新プラン「アートウェディング」は16日から予約の受け付けを始め、価格は招待者60人の挙式・披露宴をT&Gの式場「ニーズ青山」(東京・港)で開く場合で598万円から。まずは都内の7会場で始め、今後は他の会場にも展開を目指す。

プランを利用する顧客は、ヘラルボニーが作品を扱う5人のアーティストの作品から1つを選ぶ。T&Gのウエディングプランナーは、その作品を参考に演出を立案。作家の絵の一部を招待状に印刷したり、会場の装飾や料理に作品の色使いを取り入れたりする。

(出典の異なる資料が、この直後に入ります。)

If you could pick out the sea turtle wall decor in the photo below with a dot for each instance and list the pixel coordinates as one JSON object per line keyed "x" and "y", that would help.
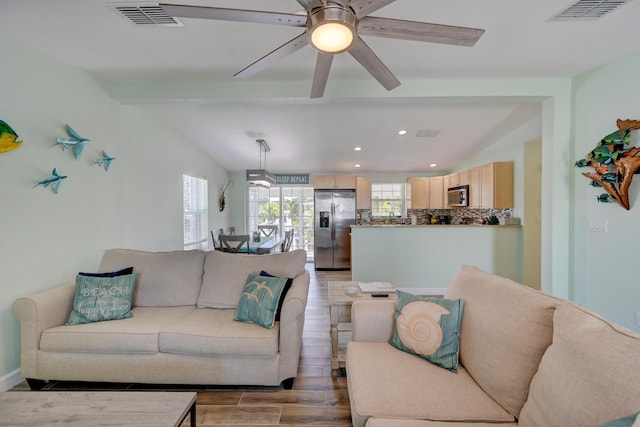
{"x": 8, "y": 138}
{"x": 614, "y": 164}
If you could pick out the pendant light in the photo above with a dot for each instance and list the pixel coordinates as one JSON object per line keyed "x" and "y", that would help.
{"x": 261, "y": 177}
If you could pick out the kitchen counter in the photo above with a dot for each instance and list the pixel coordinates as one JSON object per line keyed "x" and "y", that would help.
{"x": 428, "y": 256}
{"x": 433, "y": 225}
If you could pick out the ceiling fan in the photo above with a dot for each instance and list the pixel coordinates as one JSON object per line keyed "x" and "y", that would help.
{"x": 332, "y": 27}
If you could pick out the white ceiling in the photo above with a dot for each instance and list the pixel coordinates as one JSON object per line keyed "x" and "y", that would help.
{"x": 319, "y": 135}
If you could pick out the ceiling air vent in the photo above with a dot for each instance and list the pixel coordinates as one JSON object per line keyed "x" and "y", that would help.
{"x": 427, "y": 133}
{"x": 588, "y": 10}
{"x": 147, "y": 15}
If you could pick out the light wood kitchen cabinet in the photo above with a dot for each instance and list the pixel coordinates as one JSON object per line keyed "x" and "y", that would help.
{"x": 474, "y": 187}
{"x": 495, "y": 186}
{"x": 331, "y": 182}
{"x": 451, "y": 180}
{"x": 363, "y": 193}
{"x": 436, "y": 192}
{"x": 418, "y": 190}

16日の発表会では、ニーズ青山の披露宴会場をアーティストの伊賀敢男留(いが・かおる)氏の絵画「旅の夢」から着想した装飾で演出した。作品の色使いに合わせて、卓上の花や天井からつるす布には濃淡の違う青を使った。

T&Gの金香憲吾執行役員は「アートには作者の人生がクリエーティブを通して現れる。ウエディングも、ふたりの価値観や思い出が表現される一日という点で共通している」と話す。
ヘラルボニーは障害を持つアーティストと契約し、その作品知的財産(IP)を使ってアパレルメーカーなどとの商品開発に取り組んできた。アーティストには、IPの使用料が入る仕組みだ。同社が婚礼事業社と商品を開発するのは初めてだという。
ヘラルボニーの松田崇弥共同最高経営責任者(Co-CEO)は結婚式への列席にハードルを感じる障害者が多いことにふれ「(結婚式は)いろいろな人が参加してよろこびを分かち合える場だということを示すムーブメントにもなる」と期待を語った。